Sara bana doğru "sakinleşmesi gerek kendini koruyabilir misin?" göz devirip ellerimi iki yana açıp sadece parmak uçlarıma entegre edilmiş ve benle bütünleşmiş yapay deri ile ufak ama güçlü elektrik kıvılcımlarını göstererek "her zaman" dedim.
"Mary, sen Ellision le aşağıdan Tom'a ulaştır gerekirse zorluk kullan. Casper sende küçük Ellision ve Gül'ü güvenli bir yere sakla hadi hemen.
Kimin ne yaptığına bakamadan Mary beni kolumdan az önceye göre daha nazikçe tutarak kafası ile yolu gösterdi. Temkinli adımlarla kimseye bulaşmadan gitmeye kalktık. Otuz saniye falan sürdü. Bu kıvırcık ve ben bela var ama bulaşmamak olur mu hiç? Bir kişi karşımızdaydı bile işte fırsat bu fırsat Mary' nin ne halta yaradığını göreceğim diye sevinirken önümüzdeki adam arkasındaki adam tarafından sadece ağzının kapanması ile ne olduğunu anlamadığım şekilde yere yatırdı. Mary de ufak bir gülümseme fark ettim.
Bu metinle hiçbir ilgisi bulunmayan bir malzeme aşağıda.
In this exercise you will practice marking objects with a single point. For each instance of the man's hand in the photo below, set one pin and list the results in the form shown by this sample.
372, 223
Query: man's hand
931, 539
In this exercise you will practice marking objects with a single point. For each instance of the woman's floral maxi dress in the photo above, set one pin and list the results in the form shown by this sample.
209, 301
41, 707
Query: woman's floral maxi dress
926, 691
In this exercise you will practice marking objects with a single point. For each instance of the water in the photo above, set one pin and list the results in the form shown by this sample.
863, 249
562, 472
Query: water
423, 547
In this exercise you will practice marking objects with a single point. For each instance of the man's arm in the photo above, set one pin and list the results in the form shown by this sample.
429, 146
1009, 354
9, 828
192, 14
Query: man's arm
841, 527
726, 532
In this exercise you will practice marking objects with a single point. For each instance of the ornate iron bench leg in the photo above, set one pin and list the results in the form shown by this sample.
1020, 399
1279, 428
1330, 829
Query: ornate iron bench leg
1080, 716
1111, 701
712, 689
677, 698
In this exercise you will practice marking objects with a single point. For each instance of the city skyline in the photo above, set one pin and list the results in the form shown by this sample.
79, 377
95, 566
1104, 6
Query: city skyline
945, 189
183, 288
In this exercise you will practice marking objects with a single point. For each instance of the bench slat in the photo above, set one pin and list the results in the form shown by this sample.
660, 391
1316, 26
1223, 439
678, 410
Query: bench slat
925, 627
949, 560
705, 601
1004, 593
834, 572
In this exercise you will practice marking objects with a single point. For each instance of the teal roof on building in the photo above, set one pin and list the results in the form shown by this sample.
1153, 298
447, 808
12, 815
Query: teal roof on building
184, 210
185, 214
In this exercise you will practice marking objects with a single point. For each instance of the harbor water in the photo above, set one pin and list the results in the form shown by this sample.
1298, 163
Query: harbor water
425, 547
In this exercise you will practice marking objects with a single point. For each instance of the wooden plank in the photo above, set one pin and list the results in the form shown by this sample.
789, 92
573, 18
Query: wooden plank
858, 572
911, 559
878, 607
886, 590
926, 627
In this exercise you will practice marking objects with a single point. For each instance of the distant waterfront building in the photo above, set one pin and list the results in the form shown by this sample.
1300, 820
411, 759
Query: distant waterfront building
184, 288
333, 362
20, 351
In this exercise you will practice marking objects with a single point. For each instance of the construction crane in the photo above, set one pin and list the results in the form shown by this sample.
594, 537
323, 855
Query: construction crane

Adam konuşmaya başladı.
"Sizi kurtarmak benim için bir şeref" diyerek Mary'nin elini tutarak öpmeye kalktı. Sadece kalmak ile yetindi. Mary elini sinirli bir şekilde çekerek. Ne oldu hemen öyle hem gül hem sinirlen.
"Bana bir haftadır görünmeden haber vermeden gezen kişi şeref mi dedi."
"Aşkım lütfen görevdeydim." Aha marulun sevgilisi hıyar wtf.
"Bana söyleyebilirdin. Neyse şu an işim var. Arkamızı kolla kızı Dean görmeden Tom'a götürmemiz gerek." Sevgilisi, kafası ile onaylayarak arkamızdan temkinli şekilde gelmeye devam etti. Altta ise yerimizi bildiren yüksek ses geldi.
"İkini katta sağa doğru gidenleri tutun." Bizi nasıl buldu diye merak ederken Mary hırçınlıkla aşağıya doğru baktı."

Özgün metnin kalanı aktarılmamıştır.